Andy Munro, operations director of the Jewellery Quarter Regeneration Partnership, said: “It’s great because it’s all about the quirkiness of the quarter and its authenticity. For example, unlike Nottingham, the Jewellery Quarter has retained its industry. The bottom line is that it’s full of character and is filled with characters. It is not a corporate, soulless place and it still makes 40 per cent of the UK’s jewellery.”

John Thompson, chairman of the Academy of Urbanism, a body which champions high-quality urban living, said: “The Jewellery Quarter is a unique area that has managed to keep its traditional manufacturing base of jewellery industry. It has resisted what other cities haven’t and hasn’t let inner-city redevelopment take over.

“What we really like is the slow-burn regeneration. There has not been great big plans but a careful nurturing of the jewellery industry over a long period of time and opportunities have been given to the small businesses. It has not been swamped by bars and cafes. A lot of the Jewellery Quarter is still to be regenerated but we’re confident this will be done over a longer period and there will continue to be a mix of people living and working in the quarter with a strong presence of family businesses.”

Judges liked the mix of heritage and the transformation of old factories into city living. Developments include the Derwent Foundry, Lucas works in Great Hampton Street and Thomas Walker.

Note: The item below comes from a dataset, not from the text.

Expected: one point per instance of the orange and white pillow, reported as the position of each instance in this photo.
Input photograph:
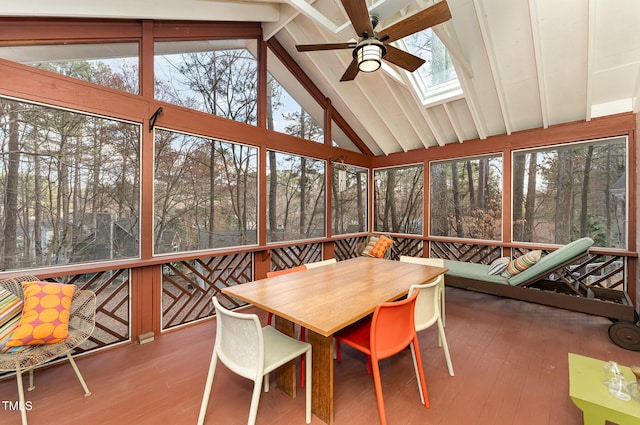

The quarter also has more that 30 restaurants and bars and other central facilities including a police station, post office, supermarket and pharmacy - all in the vicinity of the Jewellery Quarter clock. There are also a number of medical practitioners and a health centre is planned for the bottom of Warstone Lane – which should be open by late 2009.

Jeff Green, chairman of the Jewellery Quarter Marketing Initiative, said the award was a huge boost to the area just before a £45,000 television advertising campaign promoting the area as a Christmas shopping destination.

Mr Green, who has worked in the trade for 62 years and runs family business Crystaline Jewellery and Manufacturing, said: “I agree wholeheartedly that regeneration over a long period and the mix of small family-run businesses and residential makes the quarter unique. We are proud of the fact that we have just launched our biggest-ever television advertising package. We have just launched our new Jewellery Quarter Guide and a new website. I think the different organisations in the quarter are working really well together.”